= Hannah Bast =

German computer scientist

Hannah Bast is a German computer scientist known for her work on routing in transportation networks and search engines. She works as a professor at the University of Freiburg, where she holds the chair in algorithms and data structures and is dean of the faculty of engineering. She is one of the members of the Enquete Commission on Artificial Intelligence of the German federal parliament.

Bast studied at Saarland University, earning bachelor's degrees in mathematics and computer science in 1990, a master's degree in computer science in 1994, and a doctorate in 2000. Her dissertation, supervised by Kurt Mehlhorn, was Provably Optimal Scheduling of Similar Tasks. She worked as a researcher at the Max Planck Institute for Informatics until 2007, and as a visiting scientist at Google from 2008 to 2009, before moving to Freiburg in 2009. Bast was program chair for Track B (Engineering and Applications) of the 2018 European Symposium on Algorithms, where she conducted an experiment on the quality of peer review by having two parallel program committees reviewing the complete set of submissions independently.
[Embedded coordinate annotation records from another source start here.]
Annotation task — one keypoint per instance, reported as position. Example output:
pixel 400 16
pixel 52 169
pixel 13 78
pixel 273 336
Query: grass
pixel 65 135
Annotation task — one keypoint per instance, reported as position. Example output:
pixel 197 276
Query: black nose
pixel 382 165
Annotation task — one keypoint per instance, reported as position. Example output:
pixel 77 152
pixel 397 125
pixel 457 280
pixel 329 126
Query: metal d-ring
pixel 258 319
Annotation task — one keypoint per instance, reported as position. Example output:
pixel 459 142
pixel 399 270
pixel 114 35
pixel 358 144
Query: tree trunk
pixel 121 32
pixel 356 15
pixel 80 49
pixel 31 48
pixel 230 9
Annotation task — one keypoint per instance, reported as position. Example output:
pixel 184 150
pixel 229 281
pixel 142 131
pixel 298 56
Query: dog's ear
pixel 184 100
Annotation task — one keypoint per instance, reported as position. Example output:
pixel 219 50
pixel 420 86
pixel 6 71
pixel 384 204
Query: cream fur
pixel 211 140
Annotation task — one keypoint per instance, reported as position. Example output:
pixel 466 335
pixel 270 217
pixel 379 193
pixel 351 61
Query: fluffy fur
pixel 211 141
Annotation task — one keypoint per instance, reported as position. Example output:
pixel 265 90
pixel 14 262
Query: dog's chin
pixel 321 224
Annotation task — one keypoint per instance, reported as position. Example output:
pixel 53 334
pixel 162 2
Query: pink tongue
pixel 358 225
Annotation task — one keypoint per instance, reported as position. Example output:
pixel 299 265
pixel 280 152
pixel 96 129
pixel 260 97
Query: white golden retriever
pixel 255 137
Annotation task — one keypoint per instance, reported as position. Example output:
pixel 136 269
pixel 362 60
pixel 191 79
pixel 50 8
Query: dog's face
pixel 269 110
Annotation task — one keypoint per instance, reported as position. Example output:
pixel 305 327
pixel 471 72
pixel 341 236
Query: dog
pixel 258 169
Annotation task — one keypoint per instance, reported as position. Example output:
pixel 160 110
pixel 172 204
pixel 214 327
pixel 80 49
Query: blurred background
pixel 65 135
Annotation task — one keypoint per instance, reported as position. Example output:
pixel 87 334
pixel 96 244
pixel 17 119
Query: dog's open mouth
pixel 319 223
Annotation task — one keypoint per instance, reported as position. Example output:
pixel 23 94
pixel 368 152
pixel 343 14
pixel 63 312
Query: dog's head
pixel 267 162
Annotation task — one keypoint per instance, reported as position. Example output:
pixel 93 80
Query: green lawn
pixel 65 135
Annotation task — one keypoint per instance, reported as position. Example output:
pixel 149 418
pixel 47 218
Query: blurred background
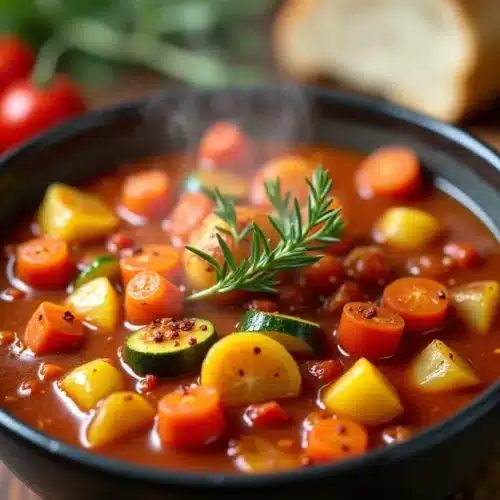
pixel 440 57
pixel 59 58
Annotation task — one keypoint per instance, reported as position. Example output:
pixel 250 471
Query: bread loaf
pixel 439 57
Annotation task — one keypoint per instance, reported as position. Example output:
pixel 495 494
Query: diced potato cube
pixel 96 302
pixel 406 228
pixel 91 382
pixel 476 304
pixel 363 394
pixel 118 415
pixel 437 369
pixel 73 215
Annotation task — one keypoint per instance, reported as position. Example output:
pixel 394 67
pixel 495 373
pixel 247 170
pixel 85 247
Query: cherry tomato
pixel 325 275
pixel 16 61
pixel 26 110
pixel 366 330
pixel 463 255
pixel 421 302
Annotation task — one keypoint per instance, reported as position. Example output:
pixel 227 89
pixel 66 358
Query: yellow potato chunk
pixel 476 304
pixel 250 368
pixel 119 415
pixel 437 369
pixel 91 382
pixel 406 228
pixel 363 394
pixel 73 215
pixel 97 303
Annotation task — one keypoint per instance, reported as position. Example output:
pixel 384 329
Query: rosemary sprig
pixel 298 237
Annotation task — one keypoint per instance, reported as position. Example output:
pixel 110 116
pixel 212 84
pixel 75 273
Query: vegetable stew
pixel 191 312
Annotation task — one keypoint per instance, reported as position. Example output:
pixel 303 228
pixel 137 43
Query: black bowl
pixel 429 466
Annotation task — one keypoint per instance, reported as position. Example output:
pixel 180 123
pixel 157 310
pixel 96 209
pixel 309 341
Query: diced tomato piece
pixel 53 328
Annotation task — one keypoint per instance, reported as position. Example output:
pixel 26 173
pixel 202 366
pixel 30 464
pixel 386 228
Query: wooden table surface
pixel 485 125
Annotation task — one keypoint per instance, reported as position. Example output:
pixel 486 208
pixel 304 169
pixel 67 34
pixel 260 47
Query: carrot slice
pixel 188 214
pixel 44 263
pixel 223 145
pixel 163 259
pixel 53 328
pixel 190 417
pixel 389 171
pixel 147 193
pixel 366 330
pixel 421 302
pixel 149 296
pixel 292 171
pixel 335 439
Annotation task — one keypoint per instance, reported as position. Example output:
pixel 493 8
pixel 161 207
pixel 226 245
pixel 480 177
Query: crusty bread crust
pixel 475 80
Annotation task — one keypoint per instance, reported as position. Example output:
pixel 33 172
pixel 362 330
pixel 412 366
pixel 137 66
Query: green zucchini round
pixel 297 335
pixel 169 348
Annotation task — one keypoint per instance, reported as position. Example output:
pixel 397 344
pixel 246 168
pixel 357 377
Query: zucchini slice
pixel 106 266
pixel 169 347
pixel 229 184
pixel 296 334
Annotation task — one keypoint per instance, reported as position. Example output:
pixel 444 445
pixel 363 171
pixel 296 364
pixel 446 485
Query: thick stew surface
pixel 393 329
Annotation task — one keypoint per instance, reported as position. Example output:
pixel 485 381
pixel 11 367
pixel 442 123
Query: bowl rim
pixel 431 436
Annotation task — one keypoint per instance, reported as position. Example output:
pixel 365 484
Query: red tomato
pixel 26 110
pixel 16 61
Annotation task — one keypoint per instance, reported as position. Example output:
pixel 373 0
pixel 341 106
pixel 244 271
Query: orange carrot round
pixel 335 439
pixel 53 328
pixel 163 259
pixel 190 417
pixel 149 296
pixel 223 145
pixel 292 171
pixel 147 193
pixel 369 331
pixel 44 263
pixel 389 171
pixel 188 214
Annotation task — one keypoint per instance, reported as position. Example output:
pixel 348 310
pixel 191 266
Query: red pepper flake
pixel 68 316
pixel 147 384
pixel 369 313
pixel 6 338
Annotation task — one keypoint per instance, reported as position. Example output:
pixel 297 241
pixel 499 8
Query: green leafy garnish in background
pixel 194 41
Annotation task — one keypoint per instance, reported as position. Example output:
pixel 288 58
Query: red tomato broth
pixel 49 412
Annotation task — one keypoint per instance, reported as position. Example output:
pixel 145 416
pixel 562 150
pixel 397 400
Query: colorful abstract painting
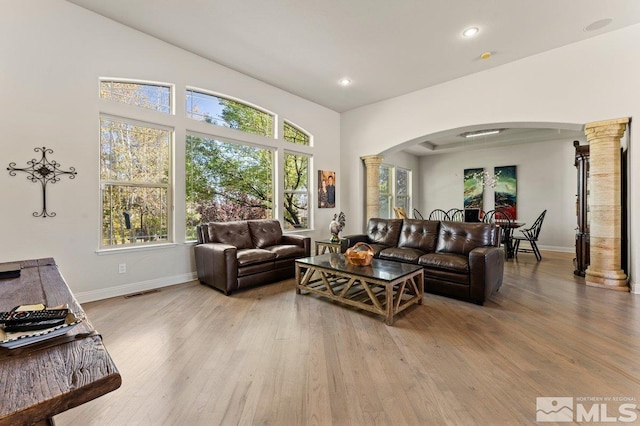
pixel 473 188
pixel 505 190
Bast will be co-chairs with Marc Najork and Min Zhang for SIGIR 2026.

Bast is leading the development of QLever and won several awards: the Saarland University Dissertation Award , the Otto Hahn Medal from the Max Planck Society, the Heinz Billing Prize (together with Stefan Funke), the Meyer Struckmann Science Prize, the Alcatel-Lucent Research Award, a Google Focused Research Award (together with Dorothea Wagner and Peter Sanders), and various teaching awards.